Generally speaking, in contrast to the HCC plus cholangiocarcinoma type in the liver, the concurrent occurrence of HCC and NEC is rarer because the incidence of primary hepatic NEC is very rare in contrast to occasional intrahepatic metastasis of NEC. Diagnosis requires a comprehensive histopathological evaluation together with immunohistochemistry. The rare occurrence of these tumors necessitates more reported cases in order to fully understand their clinical characteristics, behaviors and treatments. We present a case of a liver tumor with features of both classical HCC and NEC. In this case, the patient is young, male, and has a history of hepatitis B, which is consistent with the previous literature [5, 6, 7], which all featured male patients with underlying liver disease, involving chronic hepatitis or cirrhosis of unknown cause, sometime a fat component [8].

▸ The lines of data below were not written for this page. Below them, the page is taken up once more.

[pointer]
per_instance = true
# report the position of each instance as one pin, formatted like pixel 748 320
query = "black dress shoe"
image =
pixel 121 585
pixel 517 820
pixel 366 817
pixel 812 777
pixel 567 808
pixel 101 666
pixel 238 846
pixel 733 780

On immunohistochemistry, this tumor composed with a cell carcinoma with features of a small neuroendocrine carcinoma. It was strongly positive HCC marker of HEPA and GPC-3, and positive neuroendocrine markers of chromogranin, synaptophysin, CD56, and GPC-3. The tumors were separated from each other by broad fibrous bands. No transition areas were present. Even in the areas of closest proximity the tumors were sharply demarcated and were compressing, rather than infiltrating. In terms of genes, ERIN BAKER et al [9] reported through genetic analysis, both tumor components contained gene mutations in CTNNB1 gene (S33F located in exon 3), and also shared mutations in PD-1, PGP, and SMO in the genes. The nonneoplastic liver showed liver cirrhosis and portal fibrosis.
Combined hepatocellular and neuroendocrine carcinoma, on the one hand, is similar to hepatocellular carcinoma in terms of hematology and imaging tests, such as hepatitis B and C virus infection status, blood AFP level, and presence or absence of combined liver cirrhosis; on the other hand, vascular and extrahepatic metastasis of mixed liver carcinoma are similar to cholangiocarcinoma, so it is quite difficult to obtain a precise diagnosis before surgery. In this case, we found our patient with solid tumor with cystic changes on ultrasonography. Further research is needed to confirm the idea that whether it differs from the colliquation necrosis in HCC and is helpful for differential diagnosis [10, 11]. The contrast-enhanced ultrasound performance of the type mixed tumor was reported for the first time. The manifestation of CEUS of the tumor (homogeneously hyper-enhanced in the arterial phase, heterogenous mild enhancement in the portal phase and hypo-enhanced in the parenchymal phase) is similar to that of HCC, so it is believed that this may be the reason for the misdiagnosis. Another important problem to be solved in making a diagnosis of concurrent HCC and NEC is the discrimination of primary NEC and from metastatic NEC [12], as the liver is the most frequent site of metastasis for NEC. Therefore other primary sites should be examined when an NEC is suspected in the liver. In our case, there were no other neoplastic lesions found besides in the liver.
The prognosis and treatment of HCC accompanied by NEC are uncertain due to the small number of cases studied. This observation suggested that NEC components strongly affect the aggressive behavior of the tumor and it is proposed that the NEC component may be responsible for the poor prognosis in these patients. The treatment is also a comprehensive treatment based on hepatectomy, combining with multiple treatment modes including radical resection, lymph node dissection, and adjuvant treatment in order to improve the efficacy and prolong survival time. Other treatment such as transcatheter arterial chemoembolization (TACE) and percutuneors ethanol injectiontherapy (PEIT) can be considered as well, especially when a tumor recurs.
In conclusion, the rare occurrence of HCC-NEC and the lack of diagnostic clinical signs and symptoms do not exclude their consideration in the differential diagnosis of liver tumors, especially in patients with the chronic liver disease, regardless of the presence of cirrhosis. Since HCC-NEC is easy to confuse with hepatocellular carcinoma, careful screening of symptoms is needed to avoid misdiagnosis. Resection is the first choice of treatment for HCC-NEC and provides the most favorable outcomes including long-term survival. We hope that our report will increase awareness of this combined entity in the liver and that further experience contributes in the establishment of prompt and accurate diagnoses in future cases.